Freya and Tom were waiting outside Kamp Wahoo with Phoebe Figgs. Kay was 20 minutes late. “I’m so sorry.”
Phoebe had been with 60 children for more than eight hours. She was unimpressed. “Pick up is between 4 and 4:15.”
“It won’t happen again.”
But Phoebe looked like she knew otherwise.
On the way home, they stopped for ice cream at Foxy’s. Tom, with his Moose Tracks, leaned against her, and Freya, with her vanilla chocolate dip, sat close enough for Kay to place a hand on her thigh. Freya didn’t move away, she softened, put her head on Kay’s shoulder.
“Mum, when can I get my ears pierced?”
“When you’re 11.”
“But Najma already has hers done.”
“Have we already had this discussion? I seem to remember—”
“Please, pleeez, Mum, everyone has pierced ears. I’m like a freak.”
Tom mugged: “When can I get my ears pierced?”
“I think your nose.” Freya pinched it for good measure.
Then the phone rang.
Kay knew who it was.
“Mum, Mum.”
She should tell him about Ammon. She should say, “You know that trap? I met the kook responsible.” She should tell him about the basement and Frank and Maria. They would have a chat, a conversation, back and forth, they would wonder, they would puzzle over it, conclude together.
“Your phone, Mum.”
Tom tapped her thigh.
Freya grabbed her handbag, rummaged inside. “It’s probably Dad.”
The ringing stopped. Freya held the phone aloft. “It was Dad.”
A car drove past, a dog leaning out the window, smiling and barking, tongue out. Kay watched the dog. Who was to say it was well-treated at home? Only that moment of being mattered, the open window, the smells striating the air, the rush of wind on its fur. The car turned into traffic, abandoning Kay to herself and the dark, oily matter that filled her.
She smiled at her daughter. “We’d better call him back, then.”
“Daddy!” They said when he answered. “Daddy!” How complete their delight.
“I’m learning to dive,” Freya told him. “I have to go up on the diving board and it’s really high, and the first time I got water up my nose, and it was, like, the worst ice cream rush ever.”
When Tom’s turn was done—a long story about a child at camp who’d choked on a carrot stick and Mrs.
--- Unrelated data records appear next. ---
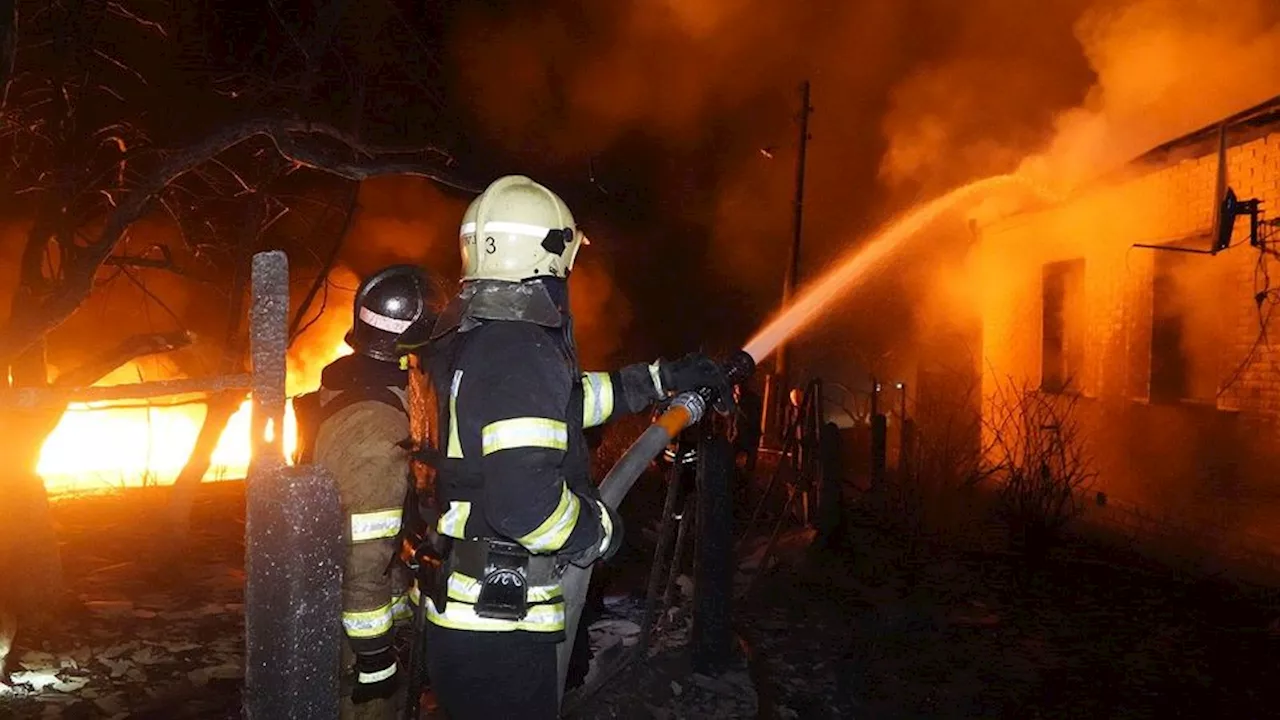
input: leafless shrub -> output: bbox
[983,379,1097,556]
[884,370,989,547]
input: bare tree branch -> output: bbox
[54,332,195,389]
[0,118,479,366]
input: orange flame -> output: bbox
[36,335,351,495]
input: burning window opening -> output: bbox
[1151,243,1230,404]
[36,335,351,496]
[1041,258,1085,393]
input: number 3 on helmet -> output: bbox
[458,176,586,282]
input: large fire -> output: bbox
[36,333,351,495]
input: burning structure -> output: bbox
[978,97,1280,556]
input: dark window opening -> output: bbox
[1041,260,1085,392]
[1151,245,1230,402]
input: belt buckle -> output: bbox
[476,539,530,620]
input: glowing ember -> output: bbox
[36,336,351,495]
[742,176,1041,363]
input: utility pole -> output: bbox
[760,81,813,447]
[777,81,813,381]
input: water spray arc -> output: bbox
[558,169,1043,702]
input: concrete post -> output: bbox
[243,252,343,720]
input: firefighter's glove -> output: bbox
[351,647,399,705]
[572,500,623,568]
[658,352,733,414]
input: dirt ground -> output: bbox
[0,483,1280,719]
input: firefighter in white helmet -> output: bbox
[426,176,731,720]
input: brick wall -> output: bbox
[979,127,1280,547]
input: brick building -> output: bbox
[978,97,1280,548]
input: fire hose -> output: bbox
[557,350,755,701]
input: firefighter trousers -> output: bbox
[338,468,412,720]
[426,625,559,720]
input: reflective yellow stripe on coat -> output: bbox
[582,373,613,428]
[351,507,402,543]
[516,483,582,552]
[480,418,568,455]
[342,602,394,638]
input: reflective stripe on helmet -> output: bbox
[582,373,613,428]
[458,220,553,240]
[342,602,394,638]
[351,507,402,543]
[480,418,568,455]
[360,307,413,333]
[425,598,564,633]
[516,482,582,552]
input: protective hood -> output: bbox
[431,278,568,340]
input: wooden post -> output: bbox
[690,433,733,675]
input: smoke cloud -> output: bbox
[451,0,1280,379]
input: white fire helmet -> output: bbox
[458,176,586,282]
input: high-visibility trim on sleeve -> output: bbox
[649,363,667,397]
[445,370,462,457]
[595,500,613,552]
[516,482,582,552]
[424,598,564,633]
[582,373,613,428]
[356,660,396,685]
[480,418,568,455]
[351,507,401,543]
[342,602,394,638]
[435,500,471,539]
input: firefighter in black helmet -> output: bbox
[424,176,730,720]
[294,265,442,720]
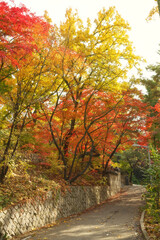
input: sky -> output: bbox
[13,0,160,77]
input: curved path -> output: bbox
[20,186,144,240]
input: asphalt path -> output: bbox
[17,185,144,240]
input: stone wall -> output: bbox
[0,173,121,238]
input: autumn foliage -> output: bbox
[0,1,154,183]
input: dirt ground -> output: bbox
[16,185,144,240]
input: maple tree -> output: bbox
[0,3,150,183]
[0,2,54,182]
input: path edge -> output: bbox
[140,210,150,240]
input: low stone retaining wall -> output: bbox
[0,173,121,238]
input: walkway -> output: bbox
[18,186,144,240]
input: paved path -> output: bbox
[20,186,144,240]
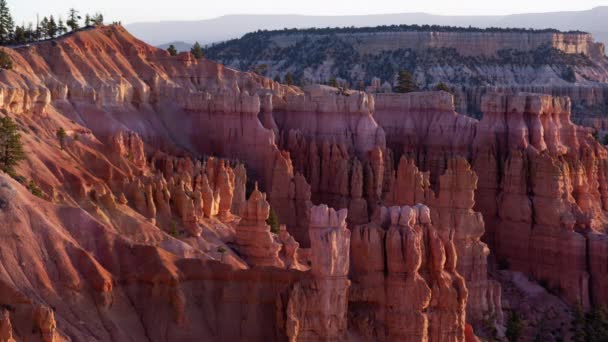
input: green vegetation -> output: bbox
[505,311,524,342]
[0,49,13,70]
[55,127,67,150]
[283,72,294,85]
[205,26,593,89]
[190,42,205,59]
[0,0,15,44]
[234,25,587,38]
[266,208,279,234]
[570,306,608,342]
[167,44,177,56]
[394,71,418,93]
[0,0,103,45]
[0,116,25,176]
[65,8,81,32]
[27,179,44,198]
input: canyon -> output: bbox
[207,25,608,124]
[0,25,608,341]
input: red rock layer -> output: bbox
[375,93,608,306]
[349,205,467,341]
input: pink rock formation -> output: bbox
[286,205,350,341]
[236,184,285,268]
[349,205,467,341]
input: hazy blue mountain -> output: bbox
[156,41,192,52]
[126,6,608,45]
Figgs had hit him on the back and the carrot popped out all covered in green gunky stuff—he handed the phone over to Kay. “Dad wants to talk to you.”
“Hello.” She wondered if the children would note her formal tone.
“I’m sorry to ask you this.” He didn’t sound sorry. What did sorry sound like from Michael? “But I need you to pay Pearl Street Digital. Take it from the general account. I’ll send you an email with the details.”
“Of course, no problem.”
“How are you?”
“Fine. We’re all fine. And you?”
“Delayed in Schipol. Severe winds over the Sahara. Flights canceled.”
Kay wondered if this was a euphemism for a boutique hotel in Amsterdam, two days with Barbara, wandering the canals arm in arm.
“I’d better go,” he said.
She didn’t hang up right away; she was certain there must be something else to say. He was still speaking, but it took her a moment to grasp that he was not speaking with her, his voice muffled.
Accidentally, he hadn’t disconnected the call. He was saying, “Has Morton got those permissions yet?” to someone else.
To Barbara?
Has Morton got those permissions yet?
His life out there, his Action Man life of permissions, permits, locations, sandstorms in the Sahara. While she groveled on her knees disinterring apple cores from the sofa. Did Barb, in her chic Italian culottes, know what happened to a doll’s hair if you held it over an open flame? Did she know it wouldn’t go nice and curly; rather it would shrink and wad in a stinking mass and the doll’s face wilt like old wax? Did she know how to comfort a child holding this Burn Victim Barbie? The pathos required?
Kay swallowed hard. Her bitterness appalled her. She ushered her children toward the car. As if there was urgency, purpose. But there was only dinner and the savage mortality of motherhood.